Because both Flocal(G│A→Gsynon) and Flocal(G│A→A) are likely to be under the influence of the GC content of the gene, in this case we subtracted ‘G% of the gene’ from each. Thus, we define, ΔFlocal(G│A→Gsynon) and ΔFlocal(G│A→A) as follows.

ΔFlocal(G│A→Gsynon) = Flocal(G│A→Gsynon) – Fgene(G)

ΔFlocal(G│A→A) = Flocal(G│A→A) – Fgene(G),

where Fgene(G) is the content (%) of G in the gene.

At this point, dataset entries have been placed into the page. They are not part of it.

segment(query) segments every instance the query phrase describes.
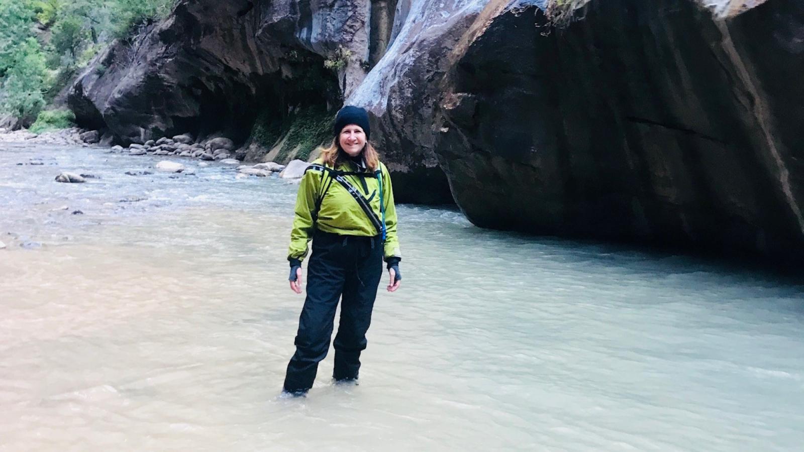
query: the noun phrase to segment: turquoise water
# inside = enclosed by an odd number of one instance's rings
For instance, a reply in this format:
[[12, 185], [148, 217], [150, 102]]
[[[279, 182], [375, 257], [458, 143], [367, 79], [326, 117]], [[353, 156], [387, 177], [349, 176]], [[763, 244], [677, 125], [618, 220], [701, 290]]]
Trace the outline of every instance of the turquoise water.
[[[295, 185], [0, 146], [0, 450], [804, 442], [802, 286], [403, 206], [404, 280], [379, 292], [360, 385], [333, 385], [330, 355], [310, 396], [287, 400], [303, 302], [285, 281]], [[17, 165], [31, 158], [43, 164]], [[61, 171], [99, 179], [53, 182]]]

While these two indices deal with each of the A residues which can be synonymously substituted, in some analyses we also used ΔFilocal(G│A→Gsynon) and ΔFilocal(G│A→A), each denoting the mean value of ΔFlocal(G│A→Gsynon) and ΔFlocal(G│A→A) analyzed over the gene i.

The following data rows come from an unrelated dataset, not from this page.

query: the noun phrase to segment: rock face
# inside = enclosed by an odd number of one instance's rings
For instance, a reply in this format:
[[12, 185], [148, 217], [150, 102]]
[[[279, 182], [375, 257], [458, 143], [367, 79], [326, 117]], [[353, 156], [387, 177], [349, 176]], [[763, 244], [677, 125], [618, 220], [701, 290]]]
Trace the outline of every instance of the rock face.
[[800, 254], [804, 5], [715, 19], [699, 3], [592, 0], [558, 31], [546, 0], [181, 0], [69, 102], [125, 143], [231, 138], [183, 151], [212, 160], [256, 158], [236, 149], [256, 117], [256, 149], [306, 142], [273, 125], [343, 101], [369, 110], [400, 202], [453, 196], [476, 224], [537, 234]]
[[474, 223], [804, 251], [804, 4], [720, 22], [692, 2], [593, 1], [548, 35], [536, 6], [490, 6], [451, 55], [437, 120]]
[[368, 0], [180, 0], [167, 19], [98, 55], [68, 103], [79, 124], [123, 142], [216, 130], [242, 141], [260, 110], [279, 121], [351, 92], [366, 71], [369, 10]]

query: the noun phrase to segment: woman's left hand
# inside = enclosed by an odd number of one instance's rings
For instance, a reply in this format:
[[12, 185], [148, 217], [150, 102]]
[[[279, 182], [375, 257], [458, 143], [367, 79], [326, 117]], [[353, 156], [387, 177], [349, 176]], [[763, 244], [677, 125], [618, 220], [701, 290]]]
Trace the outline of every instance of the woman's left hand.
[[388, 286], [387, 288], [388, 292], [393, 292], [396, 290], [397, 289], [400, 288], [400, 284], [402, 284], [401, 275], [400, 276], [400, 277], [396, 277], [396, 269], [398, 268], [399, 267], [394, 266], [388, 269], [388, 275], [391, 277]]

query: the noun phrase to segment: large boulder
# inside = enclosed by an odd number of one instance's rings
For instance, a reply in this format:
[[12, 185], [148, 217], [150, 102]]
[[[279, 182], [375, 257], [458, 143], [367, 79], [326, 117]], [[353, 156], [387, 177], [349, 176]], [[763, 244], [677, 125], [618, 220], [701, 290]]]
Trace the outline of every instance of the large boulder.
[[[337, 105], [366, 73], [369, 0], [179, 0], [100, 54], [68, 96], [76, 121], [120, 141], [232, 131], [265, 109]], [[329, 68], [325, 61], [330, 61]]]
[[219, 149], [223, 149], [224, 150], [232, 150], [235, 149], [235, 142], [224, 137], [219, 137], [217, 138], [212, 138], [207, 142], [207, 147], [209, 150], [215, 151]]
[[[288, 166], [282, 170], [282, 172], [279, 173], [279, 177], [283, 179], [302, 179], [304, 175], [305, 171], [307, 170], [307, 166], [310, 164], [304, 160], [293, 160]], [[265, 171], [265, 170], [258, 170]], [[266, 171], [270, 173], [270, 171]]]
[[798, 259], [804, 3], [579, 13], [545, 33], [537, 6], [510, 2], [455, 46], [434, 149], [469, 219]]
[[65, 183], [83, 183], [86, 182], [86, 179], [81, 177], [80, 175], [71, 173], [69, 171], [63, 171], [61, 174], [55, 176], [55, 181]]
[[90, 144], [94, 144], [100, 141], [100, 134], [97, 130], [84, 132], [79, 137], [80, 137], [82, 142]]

To analyze the general trend of the substitution patterns and nucleotide compositions, we also introduced indices which consider all the patterns of transition: A→G, G→A, T→C and C→T, i.e.

ΔFlocal(J│I→Jsynon) = Flocal(J│I→Jsynon) – Fgene(J)

ΔFlocal(J│I→I) = Flocal(J│I→I) – Fgene(J),

where the pair I and J denotes any of A and G, G and A, T and C and C and T. Following the above rule, we used ΔFilocal(J│I→Jsynon) [and ΔFilocal(J│I→I)] to denote the local richness of the nucleotide (in comparison with the percentage of the relevant nucleotide over the gene), given the occurrence (and absence) of synonymous substitutions.

RESULTS AND DISCUSSION

Repetitiveness in conserved sequences

A BLAST-based system (34) for sequence comparison was used to find homologous protein sequences between human and D.melanogaster. To detect any clustering between different (or the same) amino acids in the sequences obtained, we cumulatively calculated the frequency of occurrence of different amino acids in the proximity (1–5 residues downstream) of each amino acid type. The results, i.e. the average amino acid composition near individual amino acid types, are shown in Figure 1A. A tendency for amino acid repetitiveness is evident (from the high repetitiveness score along the diagonal), which is in agreement with our previous findings (5). While Figure 1A shows the frequency of amino acid Y near amino acid X [or, correctly, Fyx(i)/Fy (averaged over i = +1~5), where the average frequency of Y normalizes the profile], Fxx(i), i.e. the proportion of X at position i from X, was also calculated. Then the obtained profiles (for the 20 amino acids) were combined as described in Materials and Methods. The combined profiles [ΣX Fxx(i)] of the human and D.melanogaster proteins show that D.melanogaster proteins tend to have a higher level of amino acid repetitiveness than homologous human proteins (Fig. 1B).

Figure 1.

Figure 1

Amino acid occurrence near different amino acids. (A) Amino acid occurrence at positions +1,…, +5 (where + means downstream) from a given type of amino acid. The results for human proteins which have at least partial homology with a D.melanogaster protein are shown. The scores are shown by color, indicating the frequency as percent change from the frequency expected by chance. For example, occurrence of Q near E is shown in yellow, which corresponds to 10–20, indicating a 1.10- to 1.20-fold frequency of occurrence of Q near E, compared with the average occurrence of Q. (B) Amino acid repetitiveness profile in the human and D.melanogaster sequences used in (A). These profiles represent the occurrence of amino acid X (X is any of 20 amino acids) at the indicated position shown on the abscissa from amino acid X. To obtain these profiles, we combined the 20 individual profiles for 20 amino acids after weighting according to the relative frequency of each amino acid (see ref. 5 for more details). For example, a score of 1.36 at position +3 (D.melanogaster plot) means that, on average, amino acids tend to be used 36% more frequently than average at position +3.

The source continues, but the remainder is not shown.